The p53, TP63, and TP73 genes belong to the p53 family and code for two isoforms, one containing the transactivation domain (TA) and the other truncated (ΔN). Either p53 or the TA isoforms of the other two genes regulate the stability and activity of HIF and are known to be involved in defensive mechanisms, especially against oxidative stresses, a typical feature of hypoxia [32–34].

The TP73 gene product is also essential for proper retinal vasculature formation [35], and, contrasting with TP53 and TP63, there are no reports on the TP73 and Otx genes.

The aim of our study is to evaluate the activation and modulation of the abovementioned set of genes involved in hypoxia response and differentiation in Müller cells treated with CoCl₂in vitro.

2. Materials and Methods

2.1. Cell Line

The MIO-M1 cell line derives from the spontaneous immortalization (at least 100 divisions) of Müller cells obtained from an eye of a 68-year-old female corneal donor, 36 hours after death [36]. They grow in adhesion in Dulbecco's Modified Eagle Medium (DMEM) supplemented with 10% fetal bovine serum (FBS), 1% L-glutamine, and 1% penicillin/streptomycin (complete medium).

2.2. Analysis of the Morphology of MIO-M1 Cells

The morphology of the cells was evaluated with bright-field microscopy using an OLYMPUS IX51 inverted microscope (OLYMPUS, Shinjuku, Tokyo, Japan). The physiological morphology was compared with that described by Limb's research group [37].

2.3. Cell Culture Preparation for CoCl₂ Treatment

MIO-M1 cells were cultured as described in the previous paragraph. Upon confluence, the cells were washed twice with sterile PBS (Phosphate Buffered Saline) and detached from the flask using trypsin-EDTA diluted in sterile PBS (1 : 1 ratio).

After a cell count in Trypan Blue through a Luna Cell Counter, to evaluate their viability, the Müller cells were seeded in new flasks.

The treatment was conducted on the cells at four passages after thawing, and generally, the cells were cultured for no more than five to six passages.
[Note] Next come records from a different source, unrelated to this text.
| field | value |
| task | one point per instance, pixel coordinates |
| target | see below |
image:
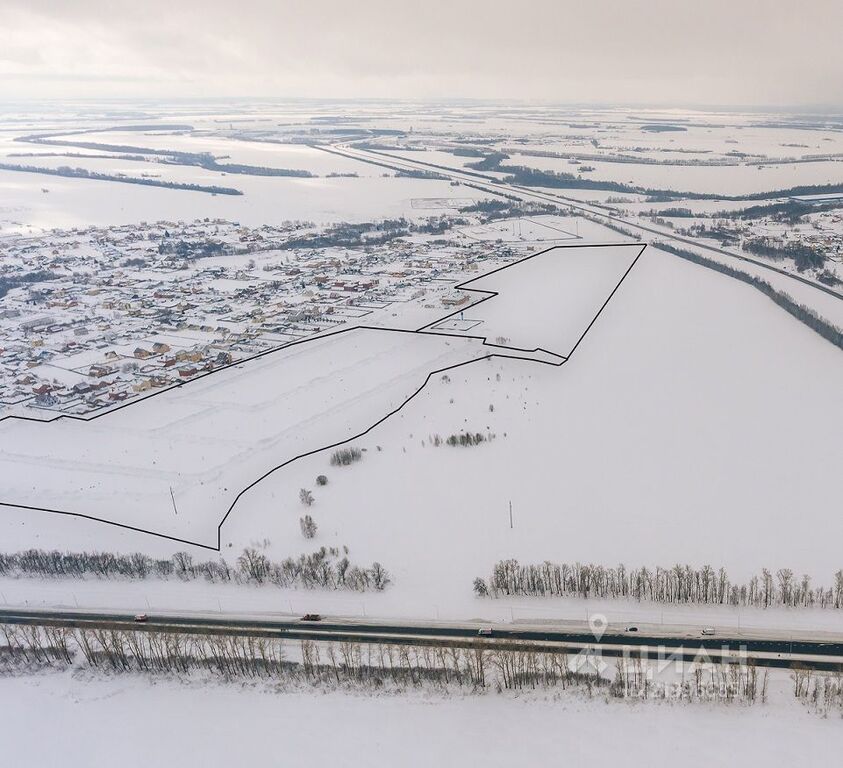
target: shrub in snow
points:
(342, 457)
(308, 526)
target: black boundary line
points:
(571, 202)
(423, 330)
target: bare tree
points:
(308, 526)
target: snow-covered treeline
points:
(677, 584)
(375, 666)
(324, 568)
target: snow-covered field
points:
(176, 462)
(58, 719)
(80, 202)
(697, 423)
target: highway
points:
(773, 648)
(491, 184)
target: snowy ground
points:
(176, 463)
(696, 424)
(58, 719)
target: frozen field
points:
(176, 462)
(547, 301)
(722, 180)
(56, 715)
(81, 202)
(667, 438)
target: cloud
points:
(630, 51)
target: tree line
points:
(374, 665)
(322, 569)
(84, 173)
(680, 584)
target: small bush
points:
(466, 439)
(342, 457)
(308, 526)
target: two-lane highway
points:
(821, 651)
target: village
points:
(93, 318)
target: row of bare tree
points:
(679, 584)
(325, 568)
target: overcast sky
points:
(715, 52)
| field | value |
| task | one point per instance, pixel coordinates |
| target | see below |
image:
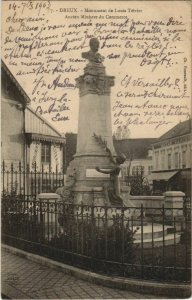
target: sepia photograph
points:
(96, 149)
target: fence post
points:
(45, 220)
(174, 208)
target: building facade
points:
(32, 150)
(44, 144)
(172, 154)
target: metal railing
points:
(121, 241)
(19, 180)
2.4. Cobalt Chloride Treatment

CoCl₂ at a final concentration of 100 µM, dissolved in culture-grade water, was used to mimic the hypoxic conditions. The treatment was performed in six-well plates seeded with 25000 cells/well. Before the addition of CoCl₂, cells were maintained for 24 h in DMEM without FBS, to synchronize the cell cycle. Each experiment was performed in triplicate.
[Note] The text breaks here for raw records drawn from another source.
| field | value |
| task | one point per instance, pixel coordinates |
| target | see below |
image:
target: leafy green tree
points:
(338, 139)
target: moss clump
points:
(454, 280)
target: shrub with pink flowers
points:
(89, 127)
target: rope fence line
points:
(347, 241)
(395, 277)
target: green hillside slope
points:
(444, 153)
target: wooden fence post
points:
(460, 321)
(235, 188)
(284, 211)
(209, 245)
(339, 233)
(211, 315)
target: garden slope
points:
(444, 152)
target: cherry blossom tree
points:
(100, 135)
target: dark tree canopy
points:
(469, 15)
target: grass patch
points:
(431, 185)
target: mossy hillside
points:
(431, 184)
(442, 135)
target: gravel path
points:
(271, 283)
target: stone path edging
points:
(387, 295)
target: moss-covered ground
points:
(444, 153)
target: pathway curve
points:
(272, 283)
The cells were exposed to CoCl₂ for 24 and 48 hours (samples 24 h CoCl₂ and 48 h CoCl₂, respectively); after each exposure, a recovery time of 24 hours followed (REC), in which the cells were cultured in the complete medium without CoCl₂ (samples 24 h CoCl₂ + 24 h REC and 48 h CoCl₂ + 24 h REC, respectively) (Figure 1).

Figure 1.

Schematic representation of two CoCl₂ treatments. (1) Exposure of MIO-M1 cells to 100 µM CoCl₂ for 48 h followed by 24 h of recovery in a complete medium (DMEM + 10% FBS + 1% L-Glut + 1% Pen/Strep). (2) 24 h exposure to 100 µM CoCl₂ followed by 24 h of recovery. CTR: control sample. White arrow: medium added with CoCl₂. Black arrow: medium without CoCl₂. Black vertical lines indicate timepoints of cell collection.
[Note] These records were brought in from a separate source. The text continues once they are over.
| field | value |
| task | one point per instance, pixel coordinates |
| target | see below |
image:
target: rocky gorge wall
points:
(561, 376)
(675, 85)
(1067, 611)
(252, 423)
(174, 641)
In each phase, an aliquot of cells supplemented only with culture-grade water was collected in 50 mL tubes, to evaluate the effect of the solvent on the cell culture.

Bright-field images were acquired for each sample at each time point (Figure 2).

Figure 2.

Morphological analysis of MIO-M1 Müller cells in different experimental conditions. (a) CTR 24 h; (b) 24 h CoCl2; (c) 24 h CoCl₂ + 24 h REC; (d) CTR 48 h; (e) 48 h CoCl2; and (f) 48 h CoCl2 + 24 h REC. Black bar: 100 μM.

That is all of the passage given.